MonitoringUpdated July 3, 2026

Runbook: Virtual Machine High CPU Utilization

runbookazure-monitoralertsvm-performancecputroubleshootingincident-responseservicenowinfrastructure-as-code

Runbook: Virtual Machine High CPU Utilization

Alert Details

Metric: Percentage CPU
Critical Threshold: >95% for 30 minutes
Warning Threshold: >90% for 1 hour

Impact

Application response times may be degraded.

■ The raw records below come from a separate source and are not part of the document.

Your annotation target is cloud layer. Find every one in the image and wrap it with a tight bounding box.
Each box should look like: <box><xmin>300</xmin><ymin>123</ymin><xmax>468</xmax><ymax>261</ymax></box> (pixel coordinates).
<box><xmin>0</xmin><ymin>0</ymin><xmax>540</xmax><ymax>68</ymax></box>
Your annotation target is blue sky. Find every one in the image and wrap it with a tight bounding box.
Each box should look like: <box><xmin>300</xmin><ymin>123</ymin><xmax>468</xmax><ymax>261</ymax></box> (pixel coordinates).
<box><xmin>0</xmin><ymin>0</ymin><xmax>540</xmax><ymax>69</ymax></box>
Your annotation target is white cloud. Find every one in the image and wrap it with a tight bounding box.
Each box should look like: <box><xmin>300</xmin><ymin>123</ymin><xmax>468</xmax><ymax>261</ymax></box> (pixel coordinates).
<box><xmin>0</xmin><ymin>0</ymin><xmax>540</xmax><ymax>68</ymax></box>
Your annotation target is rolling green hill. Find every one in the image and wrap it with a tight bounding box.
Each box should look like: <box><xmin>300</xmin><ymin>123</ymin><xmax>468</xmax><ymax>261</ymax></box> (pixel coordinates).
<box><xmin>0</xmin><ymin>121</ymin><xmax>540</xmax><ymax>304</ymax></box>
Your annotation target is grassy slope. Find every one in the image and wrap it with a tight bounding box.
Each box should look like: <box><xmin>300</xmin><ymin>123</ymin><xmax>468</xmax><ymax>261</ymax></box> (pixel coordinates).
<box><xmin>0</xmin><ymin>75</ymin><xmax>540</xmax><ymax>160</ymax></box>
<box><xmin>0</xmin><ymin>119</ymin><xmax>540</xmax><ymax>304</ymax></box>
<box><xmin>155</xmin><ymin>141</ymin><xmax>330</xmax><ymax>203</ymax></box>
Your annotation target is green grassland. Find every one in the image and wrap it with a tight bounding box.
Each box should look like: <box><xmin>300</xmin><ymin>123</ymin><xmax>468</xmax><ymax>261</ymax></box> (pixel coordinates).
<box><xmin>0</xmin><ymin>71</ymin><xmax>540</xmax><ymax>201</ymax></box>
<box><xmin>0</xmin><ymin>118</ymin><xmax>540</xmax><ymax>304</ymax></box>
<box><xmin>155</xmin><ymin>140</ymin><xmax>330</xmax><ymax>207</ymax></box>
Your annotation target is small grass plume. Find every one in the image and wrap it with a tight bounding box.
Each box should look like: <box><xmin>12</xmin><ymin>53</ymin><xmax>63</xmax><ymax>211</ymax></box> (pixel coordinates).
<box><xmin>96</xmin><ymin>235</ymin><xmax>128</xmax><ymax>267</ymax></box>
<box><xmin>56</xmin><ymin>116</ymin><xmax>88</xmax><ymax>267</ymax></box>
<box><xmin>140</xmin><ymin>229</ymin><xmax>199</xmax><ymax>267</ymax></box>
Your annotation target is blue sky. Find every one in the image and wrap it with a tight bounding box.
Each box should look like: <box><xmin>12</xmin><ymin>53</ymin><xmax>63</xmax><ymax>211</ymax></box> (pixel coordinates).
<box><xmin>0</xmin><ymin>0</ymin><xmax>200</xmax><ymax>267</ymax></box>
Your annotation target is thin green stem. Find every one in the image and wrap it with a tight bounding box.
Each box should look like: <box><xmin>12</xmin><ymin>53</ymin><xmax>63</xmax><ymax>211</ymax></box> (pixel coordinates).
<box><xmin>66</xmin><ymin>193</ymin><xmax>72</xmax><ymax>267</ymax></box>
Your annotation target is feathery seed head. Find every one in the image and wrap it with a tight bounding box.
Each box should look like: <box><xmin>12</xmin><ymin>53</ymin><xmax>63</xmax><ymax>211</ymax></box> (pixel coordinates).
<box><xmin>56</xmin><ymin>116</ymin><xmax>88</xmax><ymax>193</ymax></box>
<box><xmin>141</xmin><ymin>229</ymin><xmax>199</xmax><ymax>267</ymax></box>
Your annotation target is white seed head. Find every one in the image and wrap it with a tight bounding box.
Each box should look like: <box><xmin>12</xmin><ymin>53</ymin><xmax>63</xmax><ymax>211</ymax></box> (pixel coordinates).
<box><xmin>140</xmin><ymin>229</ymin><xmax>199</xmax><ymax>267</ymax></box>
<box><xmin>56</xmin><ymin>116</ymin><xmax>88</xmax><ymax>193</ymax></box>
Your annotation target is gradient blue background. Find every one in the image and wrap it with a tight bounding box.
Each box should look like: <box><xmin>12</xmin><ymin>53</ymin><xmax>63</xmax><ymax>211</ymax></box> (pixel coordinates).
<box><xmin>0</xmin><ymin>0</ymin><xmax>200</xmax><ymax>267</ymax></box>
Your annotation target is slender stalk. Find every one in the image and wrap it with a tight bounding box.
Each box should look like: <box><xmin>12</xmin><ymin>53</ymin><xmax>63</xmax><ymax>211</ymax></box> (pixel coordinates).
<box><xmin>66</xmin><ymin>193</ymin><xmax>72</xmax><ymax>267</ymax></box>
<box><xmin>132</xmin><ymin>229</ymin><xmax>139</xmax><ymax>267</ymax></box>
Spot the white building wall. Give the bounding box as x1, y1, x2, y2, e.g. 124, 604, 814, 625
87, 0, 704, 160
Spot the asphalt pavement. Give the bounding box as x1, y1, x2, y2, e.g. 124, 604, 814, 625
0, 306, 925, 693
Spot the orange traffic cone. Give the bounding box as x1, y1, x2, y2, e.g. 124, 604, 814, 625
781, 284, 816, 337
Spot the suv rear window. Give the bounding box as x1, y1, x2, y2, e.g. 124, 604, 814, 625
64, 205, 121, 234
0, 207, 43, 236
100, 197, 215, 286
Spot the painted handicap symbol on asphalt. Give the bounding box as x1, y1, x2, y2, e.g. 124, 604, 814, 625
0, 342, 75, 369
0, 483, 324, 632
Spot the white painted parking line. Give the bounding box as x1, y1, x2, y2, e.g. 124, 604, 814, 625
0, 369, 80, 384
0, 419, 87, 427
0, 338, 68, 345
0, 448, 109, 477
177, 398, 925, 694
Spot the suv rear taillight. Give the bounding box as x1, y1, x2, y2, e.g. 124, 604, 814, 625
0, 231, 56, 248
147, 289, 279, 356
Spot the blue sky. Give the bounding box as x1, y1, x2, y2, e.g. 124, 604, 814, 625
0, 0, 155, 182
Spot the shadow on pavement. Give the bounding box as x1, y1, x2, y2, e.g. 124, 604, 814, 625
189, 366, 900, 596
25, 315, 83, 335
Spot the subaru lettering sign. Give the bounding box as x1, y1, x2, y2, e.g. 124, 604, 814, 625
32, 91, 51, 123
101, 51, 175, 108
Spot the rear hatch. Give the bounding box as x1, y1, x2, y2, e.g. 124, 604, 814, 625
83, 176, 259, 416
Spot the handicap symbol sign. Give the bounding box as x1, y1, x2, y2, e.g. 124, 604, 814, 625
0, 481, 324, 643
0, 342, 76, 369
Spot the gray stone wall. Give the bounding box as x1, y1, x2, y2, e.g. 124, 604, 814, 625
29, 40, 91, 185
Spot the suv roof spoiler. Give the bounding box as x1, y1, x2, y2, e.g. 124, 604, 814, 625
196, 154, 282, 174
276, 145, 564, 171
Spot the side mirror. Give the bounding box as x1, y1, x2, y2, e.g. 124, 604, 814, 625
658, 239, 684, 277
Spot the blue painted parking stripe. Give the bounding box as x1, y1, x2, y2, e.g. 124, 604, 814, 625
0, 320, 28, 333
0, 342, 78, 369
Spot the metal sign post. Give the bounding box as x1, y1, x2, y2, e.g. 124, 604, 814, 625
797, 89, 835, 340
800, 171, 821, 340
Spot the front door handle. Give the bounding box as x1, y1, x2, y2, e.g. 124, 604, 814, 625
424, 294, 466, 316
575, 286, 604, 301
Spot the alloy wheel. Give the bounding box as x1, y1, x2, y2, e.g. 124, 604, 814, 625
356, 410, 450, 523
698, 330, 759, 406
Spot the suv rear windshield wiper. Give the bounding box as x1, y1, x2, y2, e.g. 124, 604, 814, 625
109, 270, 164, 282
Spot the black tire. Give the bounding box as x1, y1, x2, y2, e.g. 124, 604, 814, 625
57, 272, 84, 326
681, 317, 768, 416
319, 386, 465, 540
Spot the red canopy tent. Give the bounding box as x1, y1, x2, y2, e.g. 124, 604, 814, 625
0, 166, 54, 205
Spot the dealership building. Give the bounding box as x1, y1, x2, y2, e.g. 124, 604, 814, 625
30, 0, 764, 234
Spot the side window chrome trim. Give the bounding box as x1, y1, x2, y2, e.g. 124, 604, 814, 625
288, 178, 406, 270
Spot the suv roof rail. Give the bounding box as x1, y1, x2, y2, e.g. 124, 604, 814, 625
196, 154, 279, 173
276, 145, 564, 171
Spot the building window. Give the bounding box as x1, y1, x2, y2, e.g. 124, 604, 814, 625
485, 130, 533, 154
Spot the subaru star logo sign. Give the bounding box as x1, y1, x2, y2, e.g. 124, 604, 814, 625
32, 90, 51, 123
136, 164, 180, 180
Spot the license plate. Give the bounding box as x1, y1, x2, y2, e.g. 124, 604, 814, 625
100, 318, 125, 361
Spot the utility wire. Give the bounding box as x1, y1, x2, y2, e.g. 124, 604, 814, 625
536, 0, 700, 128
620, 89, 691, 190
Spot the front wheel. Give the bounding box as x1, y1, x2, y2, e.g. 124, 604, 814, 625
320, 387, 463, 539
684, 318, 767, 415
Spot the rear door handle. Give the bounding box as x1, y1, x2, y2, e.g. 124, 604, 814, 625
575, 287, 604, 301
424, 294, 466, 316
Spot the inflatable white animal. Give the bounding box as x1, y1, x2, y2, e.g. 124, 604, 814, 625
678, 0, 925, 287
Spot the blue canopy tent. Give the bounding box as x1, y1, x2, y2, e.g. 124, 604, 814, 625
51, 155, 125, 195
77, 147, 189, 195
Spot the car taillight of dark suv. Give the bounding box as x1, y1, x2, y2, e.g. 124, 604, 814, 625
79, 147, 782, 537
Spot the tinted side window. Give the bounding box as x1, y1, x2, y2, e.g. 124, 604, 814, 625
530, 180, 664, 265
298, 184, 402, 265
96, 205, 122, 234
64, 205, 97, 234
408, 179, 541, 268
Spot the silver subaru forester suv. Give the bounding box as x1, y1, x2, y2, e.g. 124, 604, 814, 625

Users may experience slow page loads or timeouts.

Investigation Steps

1. Check CPU Metrics in Azure Portal

Navigate to Azure Portal → Virtual Machines → [VM Name] → Metrics
Select "Percentage CPU" metric
Adjust time range to last 24 hours
Look for patterns: sustained vs. spike, time correlation

2. Identify CPU-Consuming Process

[!NOTE] VM Connection Methods

Azure Portal: VM → Connect → Choose connection method (Bastion, RDP, SSH, Serial Console)

Access Requirements: Contributor or VM Contributor role on VM or resource group

Serial Console: Requires boot diagnostics enabled (Azure Portal → VM → Boot diagnostics)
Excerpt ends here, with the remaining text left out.